His black duster whips violently in the wind, but it doesn’t bother him.

He is focused. I think this dark hurricane is where we go to meet our maker.

It grows bigger, to the size of a car, spreading the feeling of dread inside of me.

“Told you!” the basilisk lord shouts above the roar of the wind. “It just needs to be bigger to take in the non-serpent animalia population in the state.”

My mind is seized with fear. The end of the world is coming, and Mace Naga is bringing it! He wishes to kill us all!

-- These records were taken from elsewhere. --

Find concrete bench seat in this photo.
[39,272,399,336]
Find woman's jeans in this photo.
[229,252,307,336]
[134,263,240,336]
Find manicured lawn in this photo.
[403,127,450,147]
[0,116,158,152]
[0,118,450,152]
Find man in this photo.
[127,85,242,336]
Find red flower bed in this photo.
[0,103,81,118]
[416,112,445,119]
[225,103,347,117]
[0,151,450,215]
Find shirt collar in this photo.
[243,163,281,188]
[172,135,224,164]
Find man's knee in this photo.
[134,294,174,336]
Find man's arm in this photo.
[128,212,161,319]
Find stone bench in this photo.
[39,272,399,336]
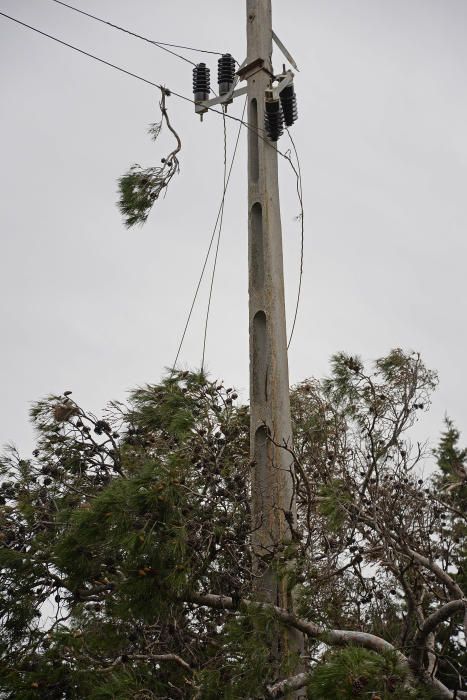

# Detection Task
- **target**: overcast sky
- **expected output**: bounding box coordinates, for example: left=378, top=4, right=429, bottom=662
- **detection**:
left=0, top=0, right=467, bottom=460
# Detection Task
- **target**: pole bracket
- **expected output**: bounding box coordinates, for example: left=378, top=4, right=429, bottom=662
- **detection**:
left=272, top=30, right=300, bottom=73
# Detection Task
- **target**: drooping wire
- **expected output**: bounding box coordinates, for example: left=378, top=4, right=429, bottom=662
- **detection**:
left=287, top=129, right=305, bottom=350
left=48, top=0, right=222, bottom=66
left=0, top=12, right=304, bottom=350
left=172, top=99, right=247, bottom=372
left=201, top=109, right=229, bottom=374
left=0, top=12, right=266, bottom=138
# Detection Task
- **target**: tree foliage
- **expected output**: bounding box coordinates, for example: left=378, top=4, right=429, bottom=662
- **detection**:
left=0, top=350, right=467, bottom=700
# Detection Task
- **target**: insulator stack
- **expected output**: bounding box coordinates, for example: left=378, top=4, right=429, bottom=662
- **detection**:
left=217, top=53, right=235, bottom=95
left=280, top=83, right=298, bottom=126
left=265, top=100, right=284, bottom=141
left=193, top=63, right=211, bottom=102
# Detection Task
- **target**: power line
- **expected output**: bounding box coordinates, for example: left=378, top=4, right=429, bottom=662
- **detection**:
left=172, top=98, right=247, bottom=372
left=0, top=12, right=264, bottom=137
left=0, top=12, right=303, bottom=348
left=201, top=110, right=229, bottom=373
left=48, top=0, right=222, bottom=66
left=285, top=129, right=305, bottom=350
left=0, top=12, right=168, bottom=89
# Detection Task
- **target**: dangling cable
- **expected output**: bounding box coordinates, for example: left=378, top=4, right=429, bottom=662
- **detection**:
left=285, top=129, right=305, bottom=350
left=201, top=107, right=227, bottom=374
left=172, top=98, right=247, bottom=372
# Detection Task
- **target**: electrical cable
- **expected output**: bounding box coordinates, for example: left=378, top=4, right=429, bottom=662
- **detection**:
left=0, top=12, right=268, bottom=139
left=172, top=98, right=247, bottom=373
left=0, top=12, right=304, bottom=350
left=286, top=129, right=305, bottom=350
left=201, top=110, right=229, bottom=374
left=52, top=0, right=222, bottom=66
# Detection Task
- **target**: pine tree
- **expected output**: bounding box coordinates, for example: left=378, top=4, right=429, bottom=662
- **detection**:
left=0, top=350, right=467, bottom=700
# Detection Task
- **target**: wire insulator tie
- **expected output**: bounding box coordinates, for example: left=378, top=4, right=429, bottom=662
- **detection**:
left=217, top=53, right=235, bottom=95
left=265, top=99, right=284, bottom=141
left=193, top=63, right=211, bottom=102
left=280, top=83, right=298, bottom=126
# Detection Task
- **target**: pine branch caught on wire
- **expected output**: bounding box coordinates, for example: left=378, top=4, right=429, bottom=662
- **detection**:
left=118, top=88, right=182, bottom=228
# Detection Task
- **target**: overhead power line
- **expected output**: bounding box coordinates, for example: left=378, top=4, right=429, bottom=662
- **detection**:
left=172, top=98, right=247, bottom=372
left=0, top=9, right=304, bottom=348
left=48, top=0, right=222, bottom=66
left=287, top=129, right=305, bottom=350
left=0, top=12, right=256, bottom=135
left=201, top=110, right=229, bottom=372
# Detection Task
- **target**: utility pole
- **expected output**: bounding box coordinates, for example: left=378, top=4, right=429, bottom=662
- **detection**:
left=239, top=0, right=302, bottom=684
left=193, top=0, right=303, bottom=698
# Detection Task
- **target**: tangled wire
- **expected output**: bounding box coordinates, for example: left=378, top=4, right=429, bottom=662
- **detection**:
left=118, top=88, right=182, bottom=228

“It’ll just take me more—” The basilisk chokes, clutching his chest.

“Ghoul?” Mace shouts.

“Oh,” the basilisk says. He holds up a finger as if to explain, but his power sucks down into his body like a funnel.

“Eugene!” the serpent king roars.

I breathe in a mighty breath and crow as loudly as I can. The shadows tremble and vibrate, but they don’t stop their funnel down, down, down into Ghoul’s now rigid body. I crow as loudly as I can and the shadows travel down his back in a spiral. I think I’m helping but I can’t be sure.

The basilisk falls flat on his back like a dead weight and before his eyes close, they turn to me, and a voice like midnight whispers in my mind. “Find Aurelia Boneweaver, Eugene. Find the Boneweaver. Save the world.”

He does not move again. The wind is gone. There is only silence in the air, broken by Mace Naga as he shouts for help.